Tuesday, March 31, 2009

I Want you to be Crazy cause you're Boring Baby when you're Straight

Last Wednesday the Kills played at the San Francisco Bathhouse in Wellington. A lot of my friends went and told me of how good it was later. It hurt my heart knowing I was unable to party to this fantastic band with some of my favourite friends. In the lead up to the gig, I heard from numerous people that Kate Moss was rumoured to be coming to Wellington for the gig. I laughed it off, saying it was impossible because of the opening of the New York Topshop store, but secretly I hoped it wouldn't happen otherwise it could have been my first strike against Melbourne! I will be going to see them this Friday in Melbourne, but it would have been cooler to see them in Wellington, with my closest friends and at a relatively intimate venue like SFBH. I could almost imagine I was there, thanks to some photos that were up on Neon Sleep.

This photo reminds me of one time a few years ago when I was being lead through the back corridors of Auckland's St. James, only to come across Nick Zinner smoking in his dressing room. The law had just gone through a few months previous, but he didn't care. Nick Zinner and Alison Mosshart: Quintessential rockstars.

I have been searching for that perfect leopard print coat for years now. Turns out VV had it the whole time. Yeah, she's a minx.

I know they're not actually kissing but still, Kate who? I hear there is some intense on-stage chemistry that goes on between these two. Meow! I can't wait to hear No Wow, Cheap and Cheerful and Black Balloon live.

(repost) Light, Sound, Dance


The last time I saw the Bang Gang DJs play was August '07 in Sydney. There is only one word to describe that night: loose.
Question: can you say you saw a group of DJs "play"? It's not like they're playing any instruments. Or even their own songs. Can you call it a gig? I struggle to find words that suffice.
Despite only getting 2/5ths of the Bang Gang, last night at Good Luck was sufficiently awesome. More so, even. Since they're with Modular Records, they have the pick of the crop when it comes to great dance music. Hoodrat (or Angus as I learnt later) responded to my shouted requests for Cut Copy and/or the Presets with a grin. So you can imagine my euphoria when they put on Lights and Music and then My People within the space of 15 minutes.

Last night I christened my brand new camera, a Sony a350. I was taking photos for a secret squirrel mission that I may or may not tell you about later and I had great fun doing it.
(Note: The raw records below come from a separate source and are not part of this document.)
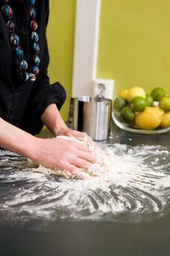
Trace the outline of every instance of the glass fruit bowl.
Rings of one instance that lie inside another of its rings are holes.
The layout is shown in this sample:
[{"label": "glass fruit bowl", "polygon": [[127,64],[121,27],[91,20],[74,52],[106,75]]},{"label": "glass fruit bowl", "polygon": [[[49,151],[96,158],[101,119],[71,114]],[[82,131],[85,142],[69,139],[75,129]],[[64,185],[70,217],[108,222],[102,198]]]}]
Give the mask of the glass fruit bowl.
[{"label": "glass fruit bowl", "polygon": [[158,127],[157,129],[152,129],[152,130],[147,130],[147,129],[141,129],[136,127],[135,125],[130,124],[128,123],[124,122],[122,118],[120,116],[119,112],[115,110],[115,109],[112,110],[112,118],[114,121],[115,124],[120,129],[130,132],[134,132],[134,133],[139,133],[139,134],[147,134],[147,135],[155,135],[155,134],[161,134],[161,133],[165,133],[169,131],[170,131],[170,127],[167,128],[161,128]]}]

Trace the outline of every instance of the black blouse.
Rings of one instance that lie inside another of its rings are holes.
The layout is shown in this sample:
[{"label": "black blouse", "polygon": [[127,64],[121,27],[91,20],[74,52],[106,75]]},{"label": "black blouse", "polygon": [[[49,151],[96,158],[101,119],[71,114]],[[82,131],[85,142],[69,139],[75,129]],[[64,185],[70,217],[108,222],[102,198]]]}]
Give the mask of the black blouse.
[{"label": "black blouse", "polygon": [[[13,11],[12,20],[24,59],[28,67],[33,57],[28,0],[9,0]],[[1,9],[2,4],[0,4]],[[9,34],[0,10],[0,116],[8,122],[33,135],[39,132],[43,124],[40,116],[51,103],[60,110],[66,98],[66,92],[59,83],[50,86],[47,74],[49,55],[46,40],[46,27],[49,15],[49,1],[36,0],[36,20],[39,39],[39,53],[41,63],[39,73],[34,83],[22,81],[18,69],[18,59],[9,42]],[[55,33],[55,31],[54,31]]]}]

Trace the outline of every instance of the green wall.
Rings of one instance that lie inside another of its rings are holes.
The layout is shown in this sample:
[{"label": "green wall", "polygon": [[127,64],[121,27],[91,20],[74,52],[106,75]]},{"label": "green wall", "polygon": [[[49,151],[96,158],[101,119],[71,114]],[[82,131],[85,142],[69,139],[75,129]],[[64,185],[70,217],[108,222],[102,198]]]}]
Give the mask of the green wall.
[{"label": "green wall", "polygon": [[[50,0],[47,39],[51,83],[72,91],[76,0]],[[115,80],[115,93],[134,86],[170,94],[170,1],[101,0],[97,77]]]},{"label": "green wall", "polygon": [[65,88],[67,99],[61,109],[68,118],[72,92],[76,0],[50,0],[47,41],[50,53],[48,75],[50,83],[59,81]]},{"label": "green wall", "polygon": [[97,77],[170,93],[170,1],[101,1]]}]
It was interesting observing the way people treated me because I had a camera in my hand. Everyone pouted and posed when I pointed the lens their way. I was treated as a friend rather than a stranger all because people wanted me to take their photo. Hardly anyone asked why I was doing it. I kinda felt like they each wanted their own 15 seconds of fame by being caught on camera at some cool bar where some cool DJs were playing. That's not to put down anyone that I took a photo of though, they were all really lovely and everyone was having a great time. Heck, I've posed for those kind of photos before. At fashion week there were numerous times when someone would come up to me and ask if they could take my picture. Before they could even begin to say "I'm from (insert publication here)" I was already smiling for the camera. I have no idea where most of those photos turned up.
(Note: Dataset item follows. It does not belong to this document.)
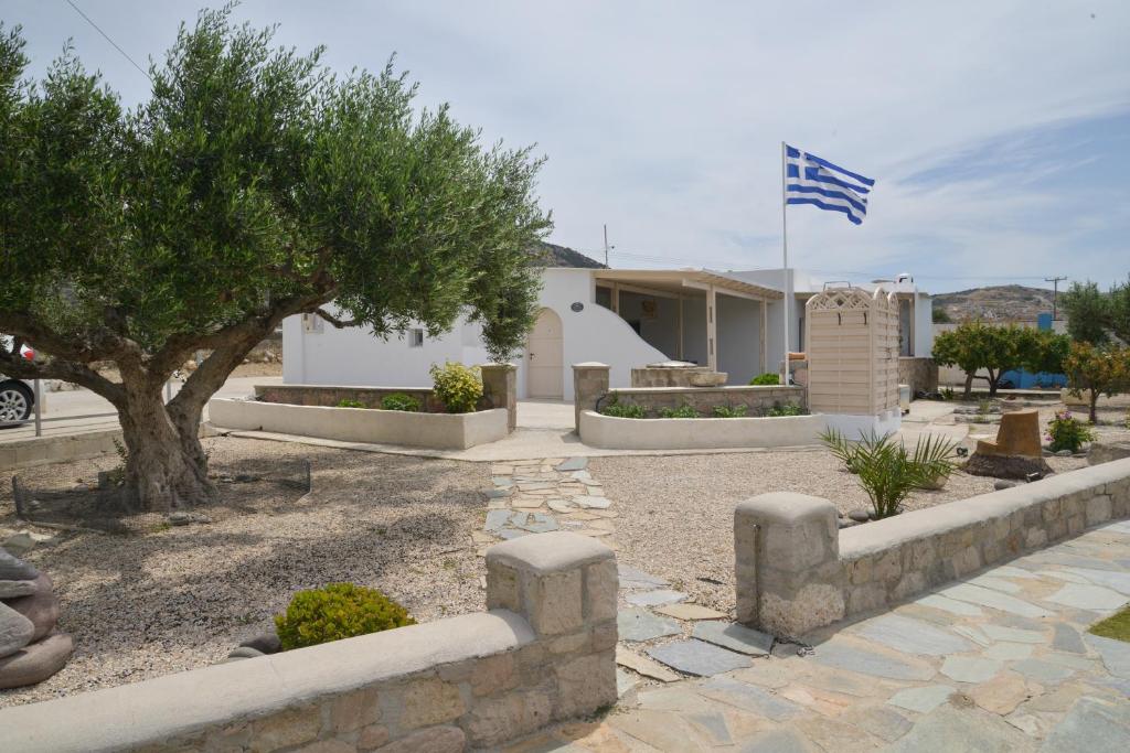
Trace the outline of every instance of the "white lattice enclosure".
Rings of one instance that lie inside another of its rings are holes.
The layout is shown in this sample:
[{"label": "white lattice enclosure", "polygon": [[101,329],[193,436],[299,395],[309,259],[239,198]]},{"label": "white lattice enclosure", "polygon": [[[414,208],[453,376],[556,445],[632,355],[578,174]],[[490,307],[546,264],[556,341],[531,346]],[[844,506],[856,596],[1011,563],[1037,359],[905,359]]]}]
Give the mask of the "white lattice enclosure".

I got asked last night if I was Neon Sleep. Haha! No, I'm not.

That weird situation was almost as perplexing as the time I went up onto the street to get some fresh air. I was by myself and sitting on the stone wall outside Good Luck, watching the interactions between drunk groups of people - always a fun way to pass the time. I had my camera in my hands and some guy came and sat next to me asking me questions about my camera. I was polite and answered all the questions he had but I would have preferred to be left alone. Out of the blue he said "So you like me and I like you, why don't you come back to my place?" I was all "Huh?!" It was sick, I think he was hoping that I was more drunk than I actually was and wouldn't be able to remember what I had been saying to him. So he said, "Yeah, you just said that you're interested in me, so how 'bout it?" I was completely dumbfounded. I didn't know what to say. Did he really think I was so stupid/drunk that I would fall for it and say "Well okay, if you say that's how I feel, then it must be true." Needless to say, I vacated that stone wall pretty quickly.
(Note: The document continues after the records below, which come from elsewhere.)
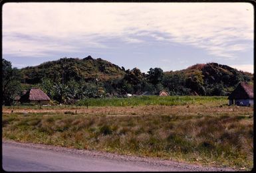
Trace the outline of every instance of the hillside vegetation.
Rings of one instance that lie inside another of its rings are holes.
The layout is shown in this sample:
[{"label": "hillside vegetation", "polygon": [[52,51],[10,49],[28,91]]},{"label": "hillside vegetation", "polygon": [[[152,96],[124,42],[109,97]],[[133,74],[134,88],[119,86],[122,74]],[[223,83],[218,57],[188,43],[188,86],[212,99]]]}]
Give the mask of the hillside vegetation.
[{"label": "hillside vegetation", "polygon": [[[83,59],[61,58],[21,70],[11,68],[3,60],[3,78],[5,90],[3,104],[11,105],[14,97],[31,87],[41,88],[53,103],[74,103],[88,98],[123,97],[126,93],[140,95],[145,91],[170,95],[228,95],[240,82],[253,84],[253,75],[217,63],[197,64],[186,69],[164,72],[150,68],[142,73],[134,68],[126,70],[101,58],[90,56]],[[19,76],[19,78],[17,78]],[[8,77],[9,78],[9,77]],[[17,82],[21,83],[19,84]],[[16,84],[15,90],[7,87]]]}]

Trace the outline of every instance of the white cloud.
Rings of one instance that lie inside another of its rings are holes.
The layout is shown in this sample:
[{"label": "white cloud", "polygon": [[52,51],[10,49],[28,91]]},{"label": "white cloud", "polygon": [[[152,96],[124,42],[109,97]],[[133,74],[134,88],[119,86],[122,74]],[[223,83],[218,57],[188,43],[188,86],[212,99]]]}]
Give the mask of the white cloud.
[{"label": "white cloud", "polygon": [[233,64],[229,65],[229,66],[236,68],[239,70],[253,74],[253,64]]},{"label": "white cloud", "polygon": [[[247,3],[9,3],[3,7],[3,53],[42,56],[102,48],[107,46],[100,38],[108,37],[136,44],[146,41],[134,36],[144,35],[233,59],[253,46],[253,11]],[[251,43],[238,43],[241,40]]]}]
Good Luck often turns into a rather sweaty affair (Hawnay Troof anyone?) because of its low ceilings and restricted space and this time was no different. Fringes can be a bitch in those situations.

When the lights were turned on and we were all told to leave, I was still keen to party. Thank goodness for San Francisco Bathhouse!

Speaking to them afterwards, they said the Wellington show was better than the Auckland one. Haha. Hopefully I get to see them again soon, since they're always so much fun. Whether that's in NZ or Australia or somewhere else altogether, who knows?

(repost) Of Moons, Birds and Monsters

Being the music geek I am, I often associate music with people or a phase in my life. These connections come about from any number of things. Maybe we had an epic dance to this song together. Maybe you were the one to introduce me to that band. Maybe I had that song on repeat during that month.

For me, if any band were to represent 2008 for me it would be MGMT. No party went by without the dance floor being overrun by people dancing to Electric Feel or Kids. I have many fond memories of looking around at friends grinning and dancing as they sang "This is our decision, to live fast and die young /// We've got the vision, now let's have some fun..." I remember lots of good times at a certain Hataitai flat, when I would dash through the winter rain, only to be warmed up quickly once I got inside and started dancing to MGMT.

Though the early demos started off on the student radio stations last year, it was this year that C4 et al. began to take notice of MGMT. So now their music is everywhere, even on the likes of Skins, Gossip Girl and 90210. It just shows what a difference being on a major label (Sony/Columbia) makes.

Because Orracular Spectacular is a Sony BMG release and because I was still working at The CD and DVD Store when it first came out, we had to play that album at least twice a day. Normally this kills an album for me (I couldn't listen to and actually enjoy Amy Winehouse's Back to Black until a year after it was released), but I still can't get enough of it. I'm pretty sure the album is my favourite debut album of 2008.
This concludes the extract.